Elites continue to be mad for draining ordinary citizens
Simon Ward in the Financial Times argues that current inflation in the UK (running at 2.4% officially, or 2.75% by his estimates) represents “an overly-loose monetary policy stance” and requires the Bank of England to raise rates sooner than expected.
Now, by any historical standards in periods when everyone was prospering, 2.4% is not high. Neither is 2.75% In fact, because of price and wage stickiness, having low inflation (say at 2%) is anti-growth. It makes it so that sectors in deflation can’t reduce relative costs, because they can’t drop nominal costs. The author does go on to acknowledge that his argument is based on the Bank of England setting inflation targets correctly, but that’s entirely the point: most central banks aren’t, especially in the Western world.
As usual the issue is this: having come of age during the great stagflation spike of the 70s and early 80s, or having been trained and mentored by those who did, current decision makers are constantly fighting the last war, a war that ended almost 30 years ago. They have a fear of inflation which borders on paranoia. This isn’t 1980. Attempts to fight inflation in particular sectors (meso-inflation) as if it is macro inflation, by using clumsy gross macro-tools will do more harm than good.
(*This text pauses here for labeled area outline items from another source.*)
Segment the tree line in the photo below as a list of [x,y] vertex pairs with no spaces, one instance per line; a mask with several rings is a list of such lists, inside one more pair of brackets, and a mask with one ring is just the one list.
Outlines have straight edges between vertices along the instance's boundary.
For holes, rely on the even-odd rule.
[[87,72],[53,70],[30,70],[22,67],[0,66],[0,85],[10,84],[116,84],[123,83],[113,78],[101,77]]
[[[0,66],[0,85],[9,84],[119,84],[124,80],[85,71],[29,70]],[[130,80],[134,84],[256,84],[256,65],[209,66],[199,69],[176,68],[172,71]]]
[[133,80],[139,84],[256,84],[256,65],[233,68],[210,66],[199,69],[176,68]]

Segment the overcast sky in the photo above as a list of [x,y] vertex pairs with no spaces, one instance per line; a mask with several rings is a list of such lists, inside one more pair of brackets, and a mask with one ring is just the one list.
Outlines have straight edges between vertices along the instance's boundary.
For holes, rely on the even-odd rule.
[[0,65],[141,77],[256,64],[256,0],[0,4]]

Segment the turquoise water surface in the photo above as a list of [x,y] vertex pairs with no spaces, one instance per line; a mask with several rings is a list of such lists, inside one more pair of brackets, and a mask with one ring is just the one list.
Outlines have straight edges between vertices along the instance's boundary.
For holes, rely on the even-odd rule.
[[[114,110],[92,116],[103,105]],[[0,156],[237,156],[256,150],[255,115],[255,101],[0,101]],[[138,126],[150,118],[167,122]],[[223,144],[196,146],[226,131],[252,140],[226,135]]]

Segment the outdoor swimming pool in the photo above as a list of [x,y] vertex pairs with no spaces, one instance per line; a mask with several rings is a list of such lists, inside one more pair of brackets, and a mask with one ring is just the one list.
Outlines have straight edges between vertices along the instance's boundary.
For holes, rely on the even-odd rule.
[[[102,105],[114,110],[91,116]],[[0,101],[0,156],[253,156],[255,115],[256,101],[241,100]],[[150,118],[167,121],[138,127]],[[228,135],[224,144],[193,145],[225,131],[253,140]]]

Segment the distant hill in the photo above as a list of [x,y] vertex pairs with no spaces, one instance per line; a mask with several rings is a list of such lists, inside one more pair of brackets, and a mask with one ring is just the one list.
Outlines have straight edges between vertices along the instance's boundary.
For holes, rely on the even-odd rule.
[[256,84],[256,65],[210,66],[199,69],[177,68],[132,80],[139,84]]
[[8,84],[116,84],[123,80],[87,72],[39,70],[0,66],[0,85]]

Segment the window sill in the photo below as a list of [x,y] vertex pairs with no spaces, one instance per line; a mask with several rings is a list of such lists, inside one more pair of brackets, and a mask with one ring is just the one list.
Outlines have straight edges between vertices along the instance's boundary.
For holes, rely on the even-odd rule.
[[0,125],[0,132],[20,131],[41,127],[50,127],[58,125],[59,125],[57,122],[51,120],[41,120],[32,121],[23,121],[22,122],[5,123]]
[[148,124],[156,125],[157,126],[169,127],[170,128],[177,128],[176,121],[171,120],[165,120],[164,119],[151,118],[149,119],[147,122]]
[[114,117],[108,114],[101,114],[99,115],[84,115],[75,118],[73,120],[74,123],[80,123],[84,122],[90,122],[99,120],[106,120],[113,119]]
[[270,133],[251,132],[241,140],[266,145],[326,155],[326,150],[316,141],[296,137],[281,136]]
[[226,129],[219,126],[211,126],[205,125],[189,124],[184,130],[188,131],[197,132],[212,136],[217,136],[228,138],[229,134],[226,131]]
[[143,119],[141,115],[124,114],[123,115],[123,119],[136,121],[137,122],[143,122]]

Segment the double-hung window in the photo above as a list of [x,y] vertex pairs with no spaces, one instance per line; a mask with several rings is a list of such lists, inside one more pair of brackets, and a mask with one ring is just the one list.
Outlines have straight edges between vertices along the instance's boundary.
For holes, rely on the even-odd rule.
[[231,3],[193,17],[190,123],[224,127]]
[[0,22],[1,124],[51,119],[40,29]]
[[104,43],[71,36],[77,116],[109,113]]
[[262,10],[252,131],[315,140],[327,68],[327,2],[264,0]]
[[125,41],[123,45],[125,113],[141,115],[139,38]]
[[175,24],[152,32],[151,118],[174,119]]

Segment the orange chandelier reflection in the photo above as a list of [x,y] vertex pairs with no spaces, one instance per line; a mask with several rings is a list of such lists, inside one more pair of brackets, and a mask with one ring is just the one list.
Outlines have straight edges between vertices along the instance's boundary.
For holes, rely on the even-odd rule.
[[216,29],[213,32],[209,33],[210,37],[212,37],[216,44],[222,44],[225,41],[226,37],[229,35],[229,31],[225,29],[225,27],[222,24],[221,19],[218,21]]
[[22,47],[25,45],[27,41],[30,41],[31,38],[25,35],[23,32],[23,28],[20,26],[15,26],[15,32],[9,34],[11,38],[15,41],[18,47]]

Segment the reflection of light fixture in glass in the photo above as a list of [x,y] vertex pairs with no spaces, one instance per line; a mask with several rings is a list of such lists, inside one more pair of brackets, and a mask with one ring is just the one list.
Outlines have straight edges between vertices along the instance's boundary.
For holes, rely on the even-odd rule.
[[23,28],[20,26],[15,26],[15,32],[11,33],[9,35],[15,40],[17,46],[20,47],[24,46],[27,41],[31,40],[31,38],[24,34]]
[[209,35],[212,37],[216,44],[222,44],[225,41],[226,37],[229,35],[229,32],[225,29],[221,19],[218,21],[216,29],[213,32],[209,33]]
Absent a new great depression across the entire world, riptide inflation, especially in commodities and oligopoly goods, is not going away.
Particularly fascinating is Ward’s claim that since bank lending rates have become disassociated from official rates from the central bank, that a raise won’t effect the British recovery. If it won’t effect rates, then one is hard pressed to understand what effect it will have at all. The answer, according to Ward, appears to be psychological. Raising a rate which does not effect actual rates will harm no one, but still reign in inflation.
This is magical thinking at its best, and deserves a visit from Tinkerbell. Clap, or inflation will kill a fairy!